Here's the analysis part.

*sort;
proc sort data=have;
by id date gender;
run;

*transpose to appropriate structure;
proc transpose data=have out=wide prefix=proc;
by id date gender;
id counter;
var procedure;
run;

*summarize;
proc freq data=wide;
table proc1*proc2 / nopercent norow nocol sparse missing;
run;

And here's the output based on your input data:

 

Reeza_0-1638995580796.png

 

 

 

Bluejags
Obsidian | Level 7

@Reeza Worked like Charm, on the big data too.  Thanks, again.  I greatly appreciate your time and effort. How do i improve my sas skills? what kind of analytical  thinking is needed?

 

Also thanks to @PaigeMiller and @Astounding  who had responded.  Each one of you have given me a better insight.

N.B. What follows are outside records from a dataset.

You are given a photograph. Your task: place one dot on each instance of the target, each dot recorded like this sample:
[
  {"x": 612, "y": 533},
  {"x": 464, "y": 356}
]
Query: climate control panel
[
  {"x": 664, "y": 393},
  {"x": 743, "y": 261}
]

Thanks.

Reeza
Super User

In this particular case, this is an exact example of this:

https://en.wikipedia.org/wiki/XY_problem

 

My process for all problems (not just coding), what do I have, what do I want, and what's the limitations on getting there. Also note your assumptions clearly - ie only one ID per record and ensure you verify them. Then you can start to problem solve it. 

 

For programming, this means showing what my input data is, what output I need, then I try and break it down into steps for each using pseudocode. Once I understand the problem and can pseudocode it then I start actually coding. Coding in my last step in solving a problem. After 15+ years I don't need  to do that for most of the problems here.

 

And some of it is just experience and my luck in having a very good memory. 

 

Good Luck!

 

 

Bluejags
Obsidian | Level 7

@Reeza . You showed the easy way. Can we achieve the same results by Array/Proc summary?  I ask this as these has procedures have been alternative method for transposing data.

 

Thanks.

Reeza
Super User

I think PROC SUMMARY is an option but I don't think arrays are good here. Depending on how far much you wanted to do with the arrays. You would need to know all the different combinations and dimensions ahead of time for the array method and I prefer more dynamic coding that's flexible to change as your data changes. 

 

@Tom is the PROC SUMMARY expert so he can probably comment on that approach better than I can. It may still require the data transposition though. 

 


@Bluejags wrote:

@Reeza . You showed the easy way. Can we achieve the same results by Array/Proc summary?  I ask this as these has procedures have been alternative method for transposing data.

 

Thanks.


 

Astounding
PROC Star
You can separate the patients into two groups without COUNTER:

data just1 multiple;
set have;
by id date;
if first.date and last.date then output just1;
else output multiple;
run;
Bluejags
Obsidian | Level 7

Hi @Astounding,

Your code works but generates 2 different data set. I need the data in the same data set  file as new variables. I need to do proc freq/proc tabulate with the new data set.